Private label continues to expand as well, according to Sinclair. “In grocery, the team continued to drive forward our innovation pipeline, resulting in more than 400 new items in the first quarter, with still more to come this year,” he said. “Many of these new products were the result of strategy work performed in 2020 to better serve our target customers. Throughout this year, we will bring even more new products to create that ‘treasure hunt’ shopping experience, and we’ll be highlighting these new items in our innovation centers in our new stores, under our ‘Find a New Favorite’ merchandising displays.”
The pandemic led many Americans to refocus on their health and well-being, and Sprouts stands well-positioned to capitalize on that trend as it expands and refines its better-for-you offerings, noted Sinclair.

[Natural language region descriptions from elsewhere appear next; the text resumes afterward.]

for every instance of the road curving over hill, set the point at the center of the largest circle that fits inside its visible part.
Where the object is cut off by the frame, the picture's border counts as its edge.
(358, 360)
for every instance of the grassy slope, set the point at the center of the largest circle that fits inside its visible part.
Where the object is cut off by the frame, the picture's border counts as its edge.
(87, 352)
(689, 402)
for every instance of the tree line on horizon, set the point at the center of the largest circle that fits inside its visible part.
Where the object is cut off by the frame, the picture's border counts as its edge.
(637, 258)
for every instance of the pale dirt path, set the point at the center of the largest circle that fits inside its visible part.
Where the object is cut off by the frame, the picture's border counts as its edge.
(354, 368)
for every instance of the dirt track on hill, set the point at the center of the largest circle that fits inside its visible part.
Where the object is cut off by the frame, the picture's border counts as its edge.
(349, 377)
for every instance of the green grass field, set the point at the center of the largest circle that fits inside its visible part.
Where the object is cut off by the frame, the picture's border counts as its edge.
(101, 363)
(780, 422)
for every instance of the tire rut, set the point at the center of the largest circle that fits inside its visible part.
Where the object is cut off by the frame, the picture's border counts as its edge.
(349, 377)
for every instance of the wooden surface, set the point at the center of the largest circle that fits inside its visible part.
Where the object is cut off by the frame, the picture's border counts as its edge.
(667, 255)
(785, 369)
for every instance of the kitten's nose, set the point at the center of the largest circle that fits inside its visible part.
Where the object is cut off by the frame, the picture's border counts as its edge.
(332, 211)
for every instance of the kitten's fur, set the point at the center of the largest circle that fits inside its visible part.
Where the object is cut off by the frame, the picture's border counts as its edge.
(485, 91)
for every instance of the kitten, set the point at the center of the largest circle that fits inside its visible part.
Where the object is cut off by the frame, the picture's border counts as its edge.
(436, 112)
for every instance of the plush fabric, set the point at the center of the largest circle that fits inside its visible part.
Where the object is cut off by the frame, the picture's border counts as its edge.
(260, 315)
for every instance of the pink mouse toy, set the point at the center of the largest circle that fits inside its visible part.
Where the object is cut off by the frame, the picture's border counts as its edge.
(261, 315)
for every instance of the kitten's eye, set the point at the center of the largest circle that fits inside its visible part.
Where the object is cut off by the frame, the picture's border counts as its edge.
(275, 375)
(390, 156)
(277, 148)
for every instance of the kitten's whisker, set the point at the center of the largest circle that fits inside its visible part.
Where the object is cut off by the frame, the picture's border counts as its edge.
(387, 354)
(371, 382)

“2020 was a pivotal year, not just for Sprouts, but for Americans in general, as we all tried to stay healthy. As we kick off a new year, the same focus on health is top of mind. For Sprouts, this plays well into who we are — a fresh, natural and organic specialty retailer. Fresh produce has always been the mainstay at Sprouts, and it continues to be at the heart of our proposition, representing 22% of our business,” he explained.
“In addition, what sets us apart from other grocers is the breadth of attribute-based products that we carry. Attribute based trends like keto, paleo, organic, plant-based, gluten-free and functional are all themes focused on wellness and play directly to our target customers,” Sinclair said. “In 2020, our organic sales across the store increased 21% to $1.4 billion, and in produce, organic sales were up 23%, driven by the desire to eat healthier. We’re becoming the leader in the attribute space, joined by our pioneering vendor community. Becoming the destination for up-and-coming vendors in the food industry is a fundamental part of our merchandising strategy and something our target customer desires.”
Helping to spread the message of Sprouts’ healthy eating proposition will be the ongoing expansion of its store base. While the chain didn’t open any new locations in the first quarter, it aims to open 20 new stores in 2021, including five new smaller-format locations. Ten of the new stores are slated to be in Florida. Sprouts added 22 new stores in 2020, finishing the year with 362 locations in 23 states.
“Though we have 362 stores across the country, we are behind from a brand recognition perspective. Our awareness is very low. In 2021, this will change,” Sinclair said. “Our Where Goodness Grows campaign was kicked off late last year with our first foray into TV and many other digital mediums. This year, the brand changes will start to come alive in the physical assets, starting with our five new-format stores. Eventually, they will be reflected in our product offering through a common design principle, completing the entire umbrella of the Sprouts brand.”
Sprouts also continues to improve proximity in its supply chain. In March, the company opened a 135,000 square-foot produce distribution center in Aurora, Colo. — marking its sixth DC — and another is planned for Florida.
“The opening went well, and we are now supplying all stores in our Colorado, Utah and New Mexico region, a testament to the strength of the team. This new DC along with the new Florida DC, to be open this quarter, will create a faster supply chain and build on our goals of our DCs within a 250-mile radius of our stores,” Sinclair said. “In addition, they will allow us to serve more stores and customers with fresher produce, aided with the benefit of ripening rooms and allowing us to support local farmers.”